Por Fernanda Preto
Retornos são sempre sobre recomeços. Sobre tentativas infinitas de olhar para si mesmo. Sobre reencantamentos. Sobre origem. Sobre conectar partes partidas de si. Sobre natureza. Retornos também são sobre partidas. Partida também é encontro, reencontro, renovação. Imagem…
Escolher retornar, me revirou a alma, me fez entrar na vida através de cada vida reconhecida, de cada casa que tomei um café, de cada olhar que me cruzou, em cada banho de rio, cada respiro, cada limite que me coloquei, em cada história que ouvi, na saudade que senti, na indignação própria de quem deseja transformar o mundo, no meu silêncio, na fala de outros, na impermanência dos encontros de passagem, na paisagem que se transformou em mim.
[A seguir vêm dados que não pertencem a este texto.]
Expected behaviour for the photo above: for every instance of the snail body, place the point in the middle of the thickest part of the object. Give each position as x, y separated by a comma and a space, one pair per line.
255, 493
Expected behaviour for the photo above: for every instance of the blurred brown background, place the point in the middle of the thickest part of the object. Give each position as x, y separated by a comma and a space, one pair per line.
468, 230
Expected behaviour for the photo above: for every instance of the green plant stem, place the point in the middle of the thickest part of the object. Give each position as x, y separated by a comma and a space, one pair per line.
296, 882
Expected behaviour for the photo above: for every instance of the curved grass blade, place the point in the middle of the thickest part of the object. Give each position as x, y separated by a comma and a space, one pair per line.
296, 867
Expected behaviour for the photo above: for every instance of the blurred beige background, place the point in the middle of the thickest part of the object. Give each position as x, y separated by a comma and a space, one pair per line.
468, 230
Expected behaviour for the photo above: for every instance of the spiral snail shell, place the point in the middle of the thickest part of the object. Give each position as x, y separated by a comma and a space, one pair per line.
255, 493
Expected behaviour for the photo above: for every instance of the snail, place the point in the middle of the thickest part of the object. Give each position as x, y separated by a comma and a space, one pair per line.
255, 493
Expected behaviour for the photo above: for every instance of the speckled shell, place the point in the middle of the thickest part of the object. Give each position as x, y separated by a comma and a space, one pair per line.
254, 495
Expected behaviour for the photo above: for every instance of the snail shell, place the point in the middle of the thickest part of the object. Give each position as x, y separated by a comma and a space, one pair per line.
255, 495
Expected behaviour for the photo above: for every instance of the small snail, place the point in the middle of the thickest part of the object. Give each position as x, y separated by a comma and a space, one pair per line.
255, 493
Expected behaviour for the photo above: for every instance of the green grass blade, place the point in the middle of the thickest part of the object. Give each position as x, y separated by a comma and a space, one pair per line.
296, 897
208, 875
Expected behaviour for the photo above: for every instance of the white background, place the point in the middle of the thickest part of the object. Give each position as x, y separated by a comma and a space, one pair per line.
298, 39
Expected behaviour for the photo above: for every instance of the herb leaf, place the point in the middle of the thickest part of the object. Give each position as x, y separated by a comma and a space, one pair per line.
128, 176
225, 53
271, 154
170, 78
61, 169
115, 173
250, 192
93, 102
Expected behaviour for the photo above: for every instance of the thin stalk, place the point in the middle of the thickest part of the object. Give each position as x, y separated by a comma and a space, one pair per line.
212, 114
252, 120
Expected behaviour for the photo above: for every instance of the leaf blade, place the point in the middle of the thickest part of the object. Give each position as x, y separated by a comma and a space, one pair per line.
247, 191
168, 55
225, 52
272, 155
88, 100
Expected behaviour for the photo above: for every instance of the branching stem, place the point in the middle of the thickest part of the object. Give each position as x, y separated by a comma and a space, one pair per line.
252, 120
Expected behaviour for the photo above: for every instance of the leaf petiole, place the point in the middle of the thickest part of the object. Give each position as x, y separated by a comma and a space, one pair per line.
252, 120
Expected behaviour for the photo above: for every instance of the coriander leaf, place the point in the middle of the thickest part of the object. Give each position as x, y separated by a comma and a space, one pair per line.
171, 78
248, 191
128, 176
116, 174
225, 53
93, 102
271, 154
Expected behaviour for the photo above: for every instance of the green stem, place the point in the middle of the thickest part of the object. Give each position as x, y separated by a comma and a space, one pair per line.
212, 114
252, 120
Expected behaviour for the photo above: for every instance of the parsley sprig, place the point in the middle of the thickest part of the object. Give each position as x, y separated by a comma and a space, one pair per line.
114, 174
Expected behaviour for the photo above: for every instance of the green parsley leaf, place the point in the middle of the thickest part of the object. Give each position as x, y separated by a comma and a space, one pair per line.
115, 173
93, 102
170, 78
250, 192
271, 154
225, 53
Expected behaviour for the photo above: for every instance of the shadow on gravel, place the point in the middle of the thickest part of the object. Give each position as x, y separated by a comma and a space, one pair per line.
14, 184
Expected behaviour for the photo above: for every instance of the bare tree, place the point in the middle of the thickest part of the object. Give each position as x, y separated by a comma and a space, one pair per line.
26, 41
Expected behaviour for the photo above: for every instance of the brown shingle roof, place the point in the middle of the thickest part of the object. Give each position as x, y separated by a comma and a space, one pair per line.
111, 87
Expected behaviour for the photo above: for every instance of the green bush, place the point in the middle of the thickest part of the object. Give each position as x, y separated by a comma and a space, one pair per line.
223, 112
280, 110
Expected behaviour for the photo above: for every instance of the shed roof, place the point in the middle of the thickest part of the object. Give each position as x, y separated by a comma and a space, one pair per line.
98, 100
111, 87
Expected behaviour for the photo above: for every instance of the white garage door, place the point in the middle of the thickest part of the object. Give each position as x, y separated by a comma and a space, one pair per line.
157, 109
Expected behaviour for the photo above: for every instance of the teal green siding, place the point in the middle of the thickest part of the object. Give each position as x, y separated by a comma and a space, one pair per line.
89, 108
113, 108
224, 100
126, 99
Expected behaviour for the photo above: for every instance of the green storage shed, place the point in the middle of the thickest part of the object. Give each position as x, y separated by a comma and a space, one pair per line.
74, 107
Em 2006 conheci a Amazônia, cheguei a região da RDS Uacari, ainda recém formada, neste rio Juruá, tudo era novo e já me fazia ser outra. Em 2008 retornei à mesma região e tive a oportunidade de conhecer outras comunidades durante as gincanas de soltura de tartarugas. Nessa ocasião, pude expor na Comunidade do Roque as fotografias realizadas em 2006. Como foi importante a experiência de ver as pessoas se perceberem e se reconhecerem nas fotos !
Voltar ao Médio Juruá sempre foi um desejo que ficou guardado por anos. Mas sentia que em algum momento este retorno se realizaria.
A sensação de adentrar novamente o rio se deu 14 anos mais tarde. Sentir a passagem do tempo, reencontrar pessoas, tomou conta de mim, assim como a floresta invade a minha natureza de viajante, de observadora, de entrega.
Durante 27 dias estive a bordo do Hiléia, barco do Instituto Juruá. Junto a uma equipe de 20 pessoas na expedição sobre Diagnóstico de Gênero da ASMAMJ – Associação das Mulheres Agroextrativistas do Médio Juruá.
Foram 23 comunidades visitadas, mais de 30 entrevistas geradas para o curta (vídeo diagnóstico) e mais de 2000 fotografias. As intervenções psicossociais CorpoMemória ocorreram em 6 comunidades com mais de 80 participantes.
Fui ao encontro de histórias, de verdades latentes. Fui ao encontro da vida de cada mulher que de forma amorosa abriu sua intimidade, sua casa, seu espaço sagrado e entregou sua maior riqueza: quem ela é.
Curioso andar em lugares já conhecidos e ainda assim não saber nada.
Fui ao encontro, fiz perguntas, escutei com a alma, acolhi as emoções, mas não sabia o que esperava por mim.
A investigação e a busca por olhar o ser humano através dos seus “sentires”, tem me movido e me levado a experiências únicas e profundas que me transformam intimamente. O tamanho do impacto na minha vida e nas vidas de todos que tiveram a coragem de se expor pode não ser mensurável, mas é visível e sentido em cada contato, em cada palavra, em cada abraço e olhar que recebo.
O filme Seiva Bruta é uma co-criação sensível que reflete a força coletiva de mulheres que compartilham seus desejos, suas histórias, suas vivências íntimas, sua sobrevivência através do sentir oculto, mas não menos expressado nesse modo de vida tão emaranhado na terra.
São imagens que espelham o “ser mulher” na Amazônia,
Mulheres fluidas nessas águas densas, que se inundam de força e beleza e que vivem a pulsação da própria floresta.